Financial Daily from THE HINDU group of publications
Tuesday, Jun 10, 2003
Industry & Economy
Karnataka set to cut duty on liquor
BANGALORE, June 9
THE Karnataka Government is set to slash excise duty on the alcohol beverage industry as the State gets ready to manage the super wholesale trade of liquor from July 1 onwards.
Industry sources said an announcement leading to a substantial drop in the duty structure was expected towards the month-end. The tax reduction coincides with the setting up of a State Beverages Corporation - which would handle wholesale trade aimed at checking the flow of `seconds' liquor sales in Karnataka. A tax cut now is expected to play significant role in the success of the beverages corporation.
Karnataka, with potential to emerge as one of the largest Indian-made foreign liquor (IMFL) markets in the country, is widely considered as a `black hole' by liquor marketers as `seconds', defined as tax evaded liquor, outsell formal sales at a ratio estimated at 6:1.
The menace of tax evasion is more in IMFL leaving out others sectors such as country liquor or arrack and beer. The blame for this falls partially on the steep tax incidence, which is one of the highest in the country.
In going for a duty cut, the State Government seems to be learning from the experience of Andhra Pradesh which in the mid-90s went for significant tariff rationalisation to boost its fledgling beverages corporation.
The industry watchers said this played a crucial role in strengthening the Andhra Pradesh Beverages Corporation (APBCL) and resulted in cleaning up that market as it emerged from a brief spell of prohibition.
Currently, Karnataka's annual tax receipts from IMFL contribute roughly Rs 655 crore to the State excise coffers, which is far below the real potential on account of non-compliance.
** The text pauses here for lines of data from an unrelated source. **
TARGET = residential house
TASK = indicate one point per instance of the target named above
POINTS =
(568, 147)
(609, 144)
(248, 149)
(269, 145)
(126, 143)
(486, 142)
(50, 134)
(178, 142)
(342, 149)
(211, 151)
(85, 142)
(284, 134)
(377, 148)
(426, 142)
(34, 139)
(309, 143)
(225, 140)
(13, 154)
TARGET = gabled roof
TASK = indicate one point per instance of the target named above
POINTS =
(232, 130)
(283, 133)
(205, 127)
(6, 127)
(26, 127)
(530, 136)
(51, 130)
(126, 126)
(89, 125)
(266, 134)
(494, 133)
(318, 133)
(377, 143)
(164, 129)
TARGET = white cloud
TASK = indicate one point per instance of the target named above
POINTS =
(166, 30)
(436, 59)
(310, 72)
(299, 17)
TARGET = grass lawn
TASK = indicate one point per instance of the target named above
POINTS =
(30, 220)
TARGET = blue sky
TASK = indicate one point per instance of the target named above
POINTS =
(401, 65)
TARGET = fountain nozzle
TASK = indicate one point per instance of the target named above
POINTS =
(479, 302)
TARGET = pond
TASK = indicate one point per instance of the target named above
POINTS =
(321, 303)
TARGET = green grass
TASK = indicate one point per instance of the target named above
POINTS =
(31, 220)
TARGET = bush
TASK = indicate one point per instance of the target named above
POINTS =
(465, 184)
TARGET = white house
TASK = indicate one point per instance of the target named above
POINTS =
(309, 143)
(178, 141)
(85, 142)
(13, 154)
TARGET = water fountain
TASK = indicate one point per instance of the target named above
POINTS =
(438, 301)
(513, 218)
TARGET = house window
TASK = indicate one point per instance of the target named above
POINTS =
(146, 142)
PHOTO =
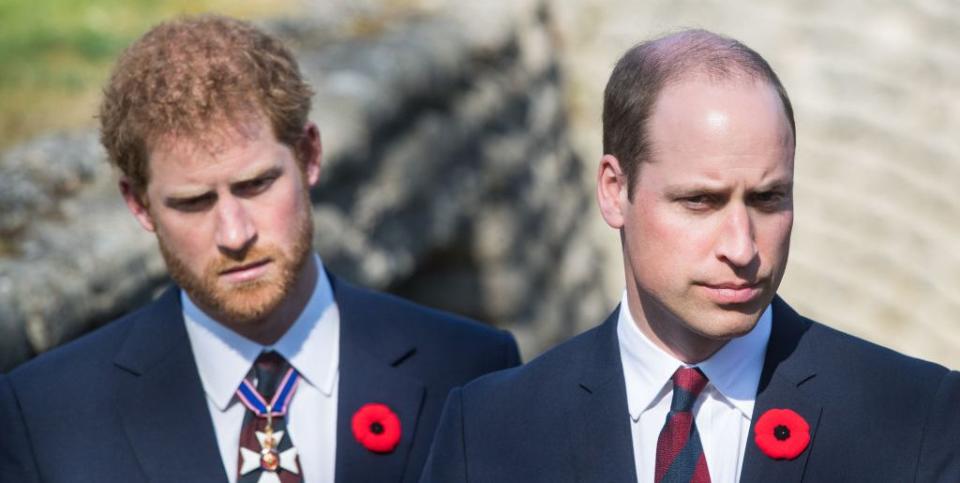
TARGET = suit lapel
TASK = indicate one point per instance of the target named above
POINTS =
(785, 370)
(372, 352)
(602, 442)
(161, 399)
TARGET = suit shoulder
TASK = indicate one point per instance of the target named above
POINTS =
(554, 368)
(87, 351)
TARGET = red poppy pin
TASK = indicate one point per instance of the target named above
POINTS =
(782, 434)
(376, 427)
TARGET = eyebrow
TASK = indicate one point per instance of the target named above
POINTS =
(274, 170)
(684, 189)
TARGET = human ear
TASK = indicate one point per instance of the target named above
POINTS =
(611, 191)
(311, 148)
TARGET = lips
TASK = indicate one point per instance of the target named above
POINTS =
(732, 292)
(245, 272)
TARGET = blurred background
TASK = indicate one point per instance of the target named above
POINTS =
(461, 141)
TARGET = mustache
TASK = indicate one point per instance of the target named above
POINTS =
(254, 255)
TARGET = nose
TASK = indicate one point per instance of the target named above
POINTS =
(235, 231)
(736, 241)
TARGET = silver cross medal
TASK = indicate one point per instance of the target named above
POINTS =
(268, 459)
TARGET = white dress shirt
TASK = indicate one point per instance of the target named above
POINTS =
(722, 412)
(311, 345)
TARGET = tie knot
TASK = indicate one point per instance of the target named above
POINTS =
(267, 371)
(688, 383)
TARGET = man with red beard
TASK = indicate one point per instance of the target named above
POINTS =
(259, 365)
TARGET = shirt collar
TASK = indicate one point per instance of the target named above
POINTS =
(734, 370)
(311, 345)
Sources claimed that plugging of `seconds' sales could see this revenue surge to at least Rs 1,700 crore.
The country liquor or arrack chips in with revenues in excess of Rs 1,000 crore, while beer accounts for close to Rs 180 crore annually.
Meanwhile, Government sources refuted speculation that the administration may look at phasing out country liquor in the short-term.
The speculation in this regard suggested it was a necessary step to ensure progressive practices in IMFL business.
However, the Government sources said they were not looking at abolishing country liquor, as it would lead to substantial revenue loss.
``We also doubt whether the elaborate infrastructure in place for arrack can be replicated by IMFL immediately,'' sources added.